A new EU measure called the Carbon Border Adjustment Mechanism (CBAM) is set to directly impact fertiliser and other farm input costs from next January.
The new measure is designed to discourage importers from purchasing goods with higher greenhouse gas emissions from outside the EU by imposing a tax on these imports.
Over 85% of all urea used in Europe is manufactured outside of the EU, with most of Ireland’s urea coming from north Africa.
A spokesman for the Irish Fertiliser Manufacturers and Blenders Association (IFMBA) says that the new tax could add as much as €25 to €30/t to fertiliser prices next year, depending on carbon prices in the emissions trading scheme (ETS) and the origin of the fertiliser.
Worryingly, the tax is set to ramp up and could reach over €240/t by 2034, according IFMBA analysis.
European-manufactured fertiliser will be exempt, as these manufacturers are already operating on the ETS.
Eamonn Farrell from ICOS said it is asking the Irish Government and the EU to pause the legislation.
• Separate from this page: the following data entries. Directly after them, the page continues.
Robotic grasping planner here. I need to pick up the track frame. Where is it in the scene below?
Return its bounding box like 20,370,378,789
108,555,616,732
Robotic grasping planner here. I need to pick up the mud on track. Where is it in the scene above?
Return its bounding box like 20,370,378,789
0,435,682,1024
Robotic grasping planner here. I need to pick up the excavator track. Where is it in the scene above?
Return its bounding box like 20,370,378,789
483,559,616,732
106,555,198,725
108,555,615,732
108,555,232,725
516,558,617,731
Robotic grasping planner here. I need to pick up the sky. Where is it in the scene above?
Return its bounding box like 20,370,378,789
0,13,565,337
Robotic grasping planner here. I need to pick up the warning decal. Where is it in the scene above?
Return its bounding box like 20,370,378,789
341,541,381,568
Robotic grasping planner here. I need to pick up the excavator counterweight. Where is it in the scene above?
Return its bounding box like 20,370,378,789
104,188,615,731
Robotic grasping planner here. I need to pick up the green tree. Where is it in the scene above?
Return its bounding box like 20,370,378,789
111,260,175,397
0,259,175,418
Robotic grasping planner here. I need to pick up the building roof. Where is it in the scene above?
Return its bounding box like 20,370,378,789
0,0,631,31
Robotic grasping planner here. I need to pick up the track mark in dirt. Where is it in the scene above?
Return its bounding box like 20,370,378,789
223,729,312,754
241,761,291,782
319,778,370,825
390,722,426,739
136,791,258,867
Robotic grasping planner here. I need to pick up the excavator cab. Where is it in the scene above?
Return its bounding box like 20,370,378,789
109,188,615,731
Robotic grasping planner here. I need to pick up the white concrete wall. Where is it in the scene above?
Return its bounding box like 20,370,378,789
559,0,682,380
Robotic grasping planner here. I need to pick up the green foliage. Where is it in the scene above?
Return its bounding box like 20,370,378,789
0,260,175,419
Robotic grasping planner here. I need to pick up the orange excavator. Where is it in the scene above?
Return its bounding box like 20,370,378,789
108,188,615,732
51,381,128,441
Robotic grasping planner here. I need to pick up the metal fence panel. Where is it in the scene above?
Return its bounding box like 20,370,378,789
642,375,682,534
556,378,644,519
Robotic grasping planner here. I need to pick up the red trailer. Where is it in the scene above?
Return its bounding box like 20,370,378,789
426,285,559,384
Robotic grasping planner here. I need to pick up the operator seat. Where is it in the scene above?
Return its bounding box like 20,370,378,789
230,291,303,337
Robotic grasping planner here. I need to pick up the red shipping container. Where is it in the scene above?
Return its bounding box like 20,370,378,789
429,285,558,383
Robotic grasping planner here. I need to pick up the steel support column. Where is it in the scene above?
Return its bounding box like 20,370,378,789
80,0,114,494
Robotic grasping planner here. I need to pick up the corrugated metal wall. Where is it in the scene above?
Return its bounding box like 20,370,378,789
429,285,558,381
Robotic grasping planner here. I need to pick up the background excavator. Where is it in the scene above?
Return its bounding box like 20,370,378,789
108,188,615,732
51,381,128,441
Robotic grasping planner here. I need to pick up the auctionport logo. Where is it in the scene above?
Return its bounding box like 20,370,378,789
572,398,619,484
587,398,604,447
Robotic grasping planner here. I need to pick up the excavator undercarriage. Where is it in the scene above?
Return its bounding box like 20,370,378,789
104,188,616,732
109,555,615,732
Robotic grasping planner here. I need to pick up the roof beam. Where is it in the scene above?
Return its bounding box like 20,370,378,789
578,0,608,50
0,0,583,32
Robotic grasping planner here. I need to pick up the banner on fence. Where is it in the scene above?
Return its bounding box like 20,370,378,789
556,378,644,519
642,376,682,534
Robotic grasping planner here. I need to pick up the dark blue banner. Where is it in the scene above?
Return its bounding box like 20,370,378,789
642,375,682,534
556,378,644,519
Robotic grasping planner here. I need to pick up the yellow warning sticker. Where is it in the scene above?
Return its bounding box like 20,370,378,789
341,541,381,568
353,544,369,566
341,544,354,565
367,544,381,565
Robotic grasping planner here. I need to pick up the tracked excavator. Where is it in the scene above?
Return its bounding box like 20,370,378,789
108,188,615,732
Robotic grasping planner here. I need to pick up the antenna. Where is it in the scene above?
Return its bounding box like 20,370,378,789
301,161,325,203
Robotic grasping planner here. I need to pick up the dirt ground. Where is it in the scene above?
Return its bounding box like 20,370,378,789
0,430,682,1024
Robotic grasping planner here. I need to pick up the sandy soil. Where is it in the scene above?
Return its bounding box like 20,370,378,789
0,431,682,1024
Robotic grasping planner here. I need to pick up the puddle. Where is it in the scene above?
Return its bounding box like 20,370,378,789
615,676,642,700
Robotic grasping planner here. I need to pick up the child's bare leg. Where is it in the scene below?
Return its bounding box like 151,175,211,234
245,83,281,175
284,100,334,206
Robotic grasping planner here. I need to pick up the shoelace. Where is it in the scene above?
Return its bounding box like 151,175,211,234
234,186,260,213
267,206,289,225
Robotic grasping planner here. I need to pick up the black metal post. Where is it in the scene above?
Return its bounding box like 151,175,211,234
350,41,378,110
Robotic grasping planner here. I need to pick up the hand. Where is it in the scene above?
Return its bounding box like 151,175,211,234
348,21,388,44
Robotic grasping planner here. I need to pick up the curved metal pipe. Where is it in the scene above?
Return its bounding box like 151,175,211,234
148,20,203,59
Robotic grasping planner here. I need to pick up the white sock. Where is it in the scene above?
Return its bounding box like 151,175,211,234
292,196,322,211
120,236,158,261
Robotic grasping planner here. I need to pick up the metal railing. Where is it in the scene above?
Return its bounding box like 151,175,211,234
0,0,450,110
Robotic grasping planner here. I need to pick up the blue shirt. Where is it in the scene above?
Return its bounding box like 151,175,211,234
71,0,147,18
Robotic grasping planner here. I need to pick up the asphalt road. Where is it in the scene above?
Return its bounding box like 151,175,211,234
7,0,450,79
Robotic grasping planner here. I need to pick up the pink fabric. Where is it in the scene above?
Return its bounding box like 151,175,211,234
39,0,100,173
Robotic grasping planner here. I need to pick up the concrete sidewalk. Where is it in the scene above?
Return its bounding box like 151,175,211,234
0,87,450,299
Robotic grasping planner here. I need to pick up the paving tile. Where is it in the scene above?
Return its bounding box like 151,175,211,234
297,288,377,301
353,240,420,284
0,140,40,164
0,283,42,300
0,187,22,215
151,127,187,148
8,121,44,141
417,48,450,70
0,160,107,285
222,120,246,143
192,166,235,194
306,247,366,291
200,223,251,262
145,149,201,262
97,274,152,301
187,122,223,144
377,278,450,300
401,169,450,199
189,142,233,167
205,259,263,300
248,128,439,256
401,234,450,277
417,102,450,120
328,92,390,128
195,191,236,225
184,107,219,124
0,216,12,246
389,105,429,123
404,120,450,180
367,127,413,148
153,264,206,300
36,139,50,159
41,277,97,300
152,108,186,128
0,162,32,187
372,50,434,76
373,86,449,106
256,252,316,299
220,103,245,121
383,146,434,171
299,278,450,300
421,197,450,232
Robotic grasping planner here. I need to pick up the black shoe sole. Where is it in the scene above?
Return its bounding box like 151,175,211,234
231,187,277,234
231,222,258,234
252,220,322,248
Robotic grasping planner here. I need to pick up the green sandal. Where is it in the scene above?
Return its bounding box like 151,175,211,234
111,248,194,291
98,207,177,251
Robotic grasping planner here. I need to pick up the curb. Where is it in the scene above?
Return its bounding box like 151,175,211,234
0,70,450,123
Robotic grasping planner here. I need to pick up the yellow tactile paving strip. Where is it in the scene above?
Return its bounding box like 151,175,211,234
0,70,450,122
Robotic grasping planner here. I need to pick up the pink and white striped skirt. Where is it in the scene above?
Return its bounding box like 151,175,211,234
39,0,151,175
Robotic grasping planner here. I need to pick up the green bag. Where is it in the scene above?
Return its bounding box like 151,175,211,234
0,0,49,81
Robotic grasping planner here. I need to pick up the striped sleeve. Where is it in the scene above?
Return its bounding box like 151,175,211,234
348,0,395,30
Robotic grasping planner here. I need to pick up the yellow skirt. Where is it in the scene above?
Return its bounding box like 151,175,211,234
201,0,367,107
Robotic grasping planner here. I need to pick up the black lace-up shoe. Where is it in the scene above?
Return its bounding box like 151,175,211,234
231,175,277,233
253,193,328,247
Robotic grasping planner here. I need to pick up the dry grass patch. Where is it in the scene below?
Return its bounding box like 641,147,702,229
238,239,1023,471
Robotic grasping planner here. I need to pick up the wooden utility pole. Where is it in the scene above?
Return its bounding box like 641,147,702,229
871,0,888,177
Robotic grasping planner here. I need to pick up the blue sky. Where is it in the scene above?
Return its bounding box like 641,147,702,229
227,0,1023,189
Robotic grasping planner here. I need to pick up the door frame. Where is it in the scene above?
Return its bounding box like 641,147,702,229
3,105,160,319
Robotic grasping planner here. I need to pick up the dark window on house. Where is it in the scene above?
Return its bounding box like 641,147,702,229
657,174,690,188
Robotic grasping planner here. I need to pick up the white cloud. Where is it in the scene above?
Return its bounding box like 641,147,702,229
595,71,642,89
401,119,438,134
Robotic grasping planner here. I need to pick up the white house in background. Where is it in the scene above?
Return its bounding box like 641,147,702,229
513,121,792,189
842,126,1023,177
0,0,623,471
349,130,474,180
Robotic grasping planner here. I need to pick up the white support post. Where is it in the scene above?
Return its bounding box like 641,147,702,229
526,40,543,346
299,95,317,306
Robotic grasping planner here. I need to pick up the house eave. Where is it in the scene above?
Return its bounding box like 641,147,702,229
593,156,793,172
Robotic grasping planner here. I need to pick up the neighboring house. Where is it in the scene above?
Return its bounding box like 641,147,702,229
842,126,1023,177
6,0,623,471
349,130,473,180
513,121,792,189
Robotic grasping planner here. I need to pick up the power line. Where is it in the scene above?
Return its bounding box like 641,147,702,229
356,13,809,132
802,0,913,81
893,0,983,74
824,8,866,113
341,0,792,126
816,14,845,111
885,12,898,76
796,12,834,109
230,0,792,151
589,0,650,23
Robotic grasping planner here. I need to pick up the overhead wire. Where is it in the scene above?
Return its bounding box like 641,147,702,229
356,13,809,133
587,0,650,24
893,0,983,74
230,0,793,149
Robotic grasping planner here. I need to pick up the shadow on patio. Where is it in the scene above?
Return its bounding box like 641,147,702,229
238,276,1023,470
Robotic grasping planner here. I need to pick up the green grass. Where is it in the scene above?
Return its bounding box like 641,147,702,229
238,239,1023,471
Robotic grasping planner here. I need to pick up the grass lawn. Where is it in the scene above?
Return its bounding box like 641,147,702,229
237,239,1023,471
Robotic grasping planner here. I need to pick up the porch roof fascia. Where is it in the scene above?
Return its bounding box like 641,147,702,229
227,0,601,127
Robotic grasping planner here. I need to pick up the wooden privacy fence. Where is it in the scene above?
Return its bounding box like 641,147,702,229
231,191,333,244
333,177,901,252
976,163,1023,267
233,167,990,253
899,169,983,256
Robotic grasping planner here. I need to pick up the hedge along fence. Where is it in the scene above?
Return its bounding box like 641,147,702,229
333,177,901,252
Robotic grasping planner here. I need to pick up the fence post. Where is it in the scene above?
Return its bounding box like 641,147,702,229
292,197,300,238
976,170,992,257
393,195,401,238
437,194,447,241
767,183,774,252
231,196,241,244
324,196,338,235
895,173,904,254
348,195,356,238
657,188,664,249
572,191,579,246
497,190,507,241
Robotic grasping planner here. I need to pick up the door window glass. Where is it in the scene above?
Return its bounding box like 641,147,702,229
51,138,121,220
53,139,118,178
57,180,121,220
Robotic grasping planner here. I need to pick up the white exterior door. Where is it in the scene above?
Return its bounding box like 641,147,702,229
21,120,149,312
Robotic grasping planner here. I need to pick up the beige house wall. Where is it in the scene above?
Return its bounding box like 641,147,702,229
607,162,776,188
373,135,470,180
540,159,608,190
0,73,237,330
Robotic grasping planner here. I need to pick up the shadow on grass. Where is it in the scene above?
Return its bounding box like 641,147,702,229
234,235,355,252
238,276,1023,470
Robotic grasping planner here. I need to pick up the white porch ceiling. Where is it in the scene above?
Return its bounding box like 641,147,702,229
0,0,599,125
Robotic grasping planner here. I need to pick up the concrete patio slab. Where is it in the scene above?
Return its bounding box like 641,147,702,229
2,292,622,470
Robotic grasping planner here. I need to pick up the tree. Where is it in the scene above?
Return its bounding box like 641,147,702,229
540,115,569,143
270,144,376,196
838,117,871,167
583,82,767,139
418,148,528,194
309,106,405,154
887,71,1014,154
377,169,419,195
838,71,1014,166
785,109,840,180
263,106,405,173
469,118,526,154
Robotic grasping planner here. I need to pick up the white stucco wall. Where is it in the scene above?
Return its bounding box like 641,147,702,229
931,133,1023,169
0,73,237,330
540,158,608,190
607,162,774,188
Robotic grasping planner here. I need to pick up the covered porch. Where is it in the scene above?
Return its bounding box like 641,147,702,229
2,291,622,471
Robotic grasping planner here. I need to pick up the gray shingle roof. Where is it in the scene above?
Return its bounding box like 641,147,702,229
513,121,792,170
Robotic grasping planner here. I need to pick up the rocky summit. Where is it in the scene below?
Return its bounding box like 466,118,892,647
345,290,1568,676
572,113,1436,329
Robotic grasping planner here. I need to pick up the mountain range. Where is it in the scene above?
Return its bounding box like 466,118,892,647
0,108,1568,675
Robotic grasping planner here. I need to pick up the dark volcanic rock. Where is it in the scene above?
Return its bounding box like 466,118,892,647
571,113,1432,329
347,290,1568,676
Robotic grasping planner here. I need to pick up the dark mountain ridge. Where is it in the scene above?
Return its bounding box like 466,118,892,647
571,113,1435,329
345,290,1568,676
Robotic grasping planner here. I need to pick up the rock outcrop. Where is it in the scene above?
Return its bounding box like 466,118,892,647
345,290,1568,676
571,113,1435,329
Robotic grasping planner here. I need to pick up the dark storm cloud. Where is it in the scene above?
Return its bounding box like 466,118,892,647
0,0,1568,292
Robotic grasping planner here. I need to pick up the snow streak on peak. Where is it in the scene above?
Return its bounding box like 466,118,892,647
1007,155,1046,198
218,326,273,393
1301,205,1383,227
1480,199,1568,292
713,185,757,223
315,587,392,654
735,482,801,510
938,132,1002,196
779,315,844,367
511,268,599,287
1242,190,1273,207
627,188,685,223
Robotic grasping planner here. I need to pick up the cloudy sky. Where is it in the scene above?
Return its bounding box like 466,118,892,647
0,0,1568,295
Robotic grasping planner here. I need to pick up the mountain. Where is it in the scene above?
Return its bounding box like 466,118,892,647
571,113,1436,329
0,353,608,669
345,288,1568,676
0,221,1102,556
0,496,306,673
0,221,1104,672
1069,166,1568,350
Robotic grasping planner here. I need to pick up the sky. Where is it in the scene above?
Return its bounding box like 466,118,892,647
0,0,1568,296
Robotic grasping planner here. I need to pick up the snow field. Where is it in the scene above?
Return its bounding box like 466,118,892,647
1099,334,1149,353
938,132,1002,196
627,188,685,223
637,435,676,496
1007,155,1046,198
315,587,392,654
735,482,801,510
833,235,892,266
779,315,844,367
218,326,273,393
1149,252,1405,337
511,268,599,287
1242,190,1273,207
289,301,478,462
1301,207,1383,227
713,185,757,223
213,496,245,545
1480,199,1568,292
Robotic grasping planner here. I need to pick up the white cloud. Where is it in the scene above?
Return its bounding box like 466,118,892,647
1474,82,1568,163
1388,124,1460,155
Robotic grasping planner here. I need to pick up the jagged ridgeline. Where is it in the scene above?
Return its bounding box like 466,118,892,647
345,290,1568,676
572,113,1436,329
“There has been no economic assessment done on the impact of the new measure. The fact that the UK, while committing to CBAM, are not implementing it until 2027 means that fertiliser prices will be significantly different either side of the Irish border, which poses a big risk to businesses operating in the south,” he says.
The IFA’s Noel Banville says that there is increasing resistance to CBAM among European farmers, particularly French farmers affected by low cereal prices. The IFA is writing to the minister, recommending the measure to be postponed or for nitrogen fertiliser to be excluded from the scope of CBAM.